The sex books “earned” Wallmann and me an invitation for an all expenses paid move to the Mediterranean island of Majorca, where the publisher was based for tax purposes, to join his stable of writers. We jumped at the chance. On the advice of Joe Gores I submitted the ms. of The Stalker to Lee Wright at Random House in January 1970, shortly before Wallmann and I left for Europe on a German freighter bound from S.F. down through the Panama Canal, across the Atlantic, and up the English Channel to Amsterdam. We chose that mode of travel not only for the experience but because it gave us time to do collaborative contract work plus a few solo short stories. (The trip was supposed to take 21 days, instead took 28, and had more than a few harrowing moments – also another story.) When we finally arrived in Amsterdam, a letter from Lee was waiting at American Express, saying she would buy the novel if I would make extensive revisions. Lord, yes, I would!
Wallmann and I bought a car and zigzagged our way down to Spain, then across to Majorca by ferry. Once we were established there, Lee sent me a long list of revisions, I made them all to her satisfaction, and she accepted the book. In retrospect I wish she’d suggested more improvements, a lot more.

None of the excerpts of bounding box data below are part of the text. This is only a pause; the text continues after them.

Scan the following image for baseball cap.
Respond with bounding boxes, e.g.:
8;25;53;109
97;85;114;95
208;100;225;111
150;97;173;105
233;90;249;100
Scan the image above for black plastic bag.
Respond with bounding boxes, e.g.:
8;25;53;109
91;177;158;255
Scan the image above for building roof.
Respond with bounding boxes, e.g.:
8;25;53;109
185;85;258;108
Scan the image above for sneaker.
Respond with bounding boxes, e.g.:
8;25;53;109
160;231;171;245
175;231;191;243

I was still living on Majorca – I wrote the first Nameless Detective novel, The Snatch, during my 14 months there – when The Stalker was published. I may not care for the novel itself, but I’ll never forget the thrill of receiving and holding the first copy in my hands on a balmy afternoon in early 1971. No professional experience has matched it since.
Ed here: I think the Stalker is a solid first novel. I reread it not long ago and it holds up nicely.